Question: A friend of mine has been following a gluten-free diet, and is losing weight and feeling more energetic than she has in awhile. That said, she is not gluten intolerant and doesn’t have celiac disease. Is this diet recommended for weight loss and general health?
Answer: This diet is not intended for presumably healthy individuals, and there isn’t any research to indicate that it helps with anything other than gluten intolerance or celiac disease. There are many so-called “experts” out there that attribute the inability to lose weight, or a lack of energy, to any number of dietary factors, including gluten. Unfortunately, they can’t point to any studies indicating that gluten is the problem, and if that’s the case, a lack of gluten is unlikely to be the solution. Celiac disease is diagnosed with a blood test and an intestinal biopsy, and gluten intolerance is typically diagnosed if gastrointestinal symptoms persist in the absence of a clinical diagnosis. Your friend is likely experiencing weight loss as the result of following a more restrictive, lower calorie diet, and this probably explains her renewed energy level as well. If she wants to continue the diet, that’s completely fine, but it probably isn’t necessary to reach her health and wellness goals.

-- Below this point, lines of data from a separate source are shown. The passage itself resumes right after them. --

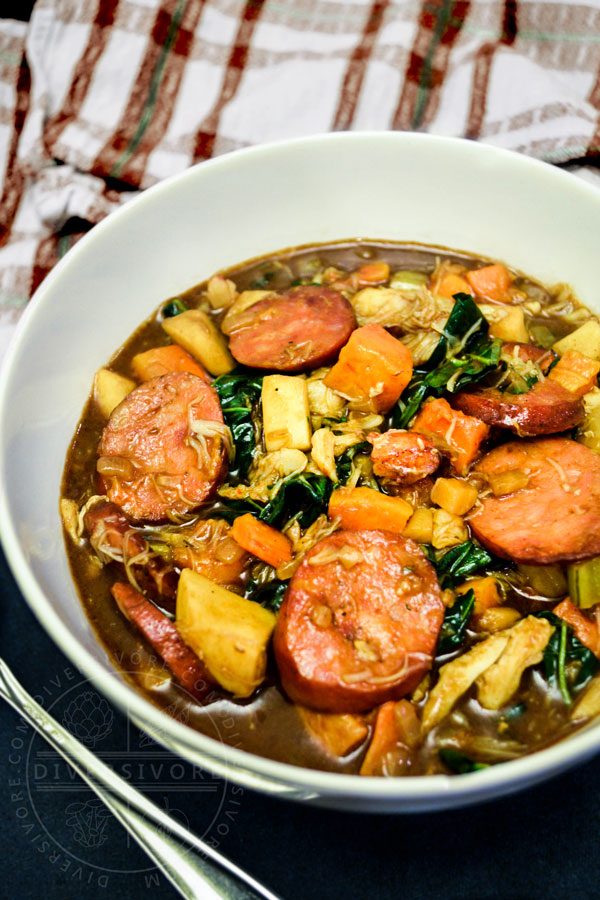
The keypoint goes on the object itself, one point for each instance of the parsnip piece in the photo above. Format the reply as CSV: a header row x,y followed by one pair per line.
x,y
196,333
322,452
588,704
229,633
457,676
525,647
69,512
585,340
338,734
110,389
506,322
242,302
286,415
448,529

Question: I just started lifting weights and noticed that I have some significant muscular imbalances when it comes to strength. Is this normal, and if so, what can I do about it?
Answer: This is completely normal, and is something that most people deal with when they start a strength training program. Most of us have a dominant side that becomes stronger as we age, thanks to repetitive use. This leaves us with a weaker side that can make strength training more challenging. Luckily, these weaknesses can be overcome. If you engage in a regular lifting program, your weaker side will gradually catch up over time. You don’t even need to focus specifically on your weaker areas, though many people do, in order to balance things out a bit faster. Bottom line—consistent training and time will create a balanced and strong body, so just stick with it!

Question: I heard that adding wrist and ankle weights while doing cardio will increase my calorie burn significantly. Sound like a good idea?Answer: In a word, no! Adding these types of weights can increase the calories burned during your exercise sessions, but only to a very modest degree. In addition, they can throw off the biomechanics of your movements, and potentially cause injuries to the shoulders, elbows, wrists, and ankles. They’re simply not worth it. You can get a much more effective workout by simply increasing the intensity and/or duration of your cardiovascular exercise. Or better yet, throw in some occasional high-intensity interval training (HIIT) sessions…that will really crank up the calorie burn!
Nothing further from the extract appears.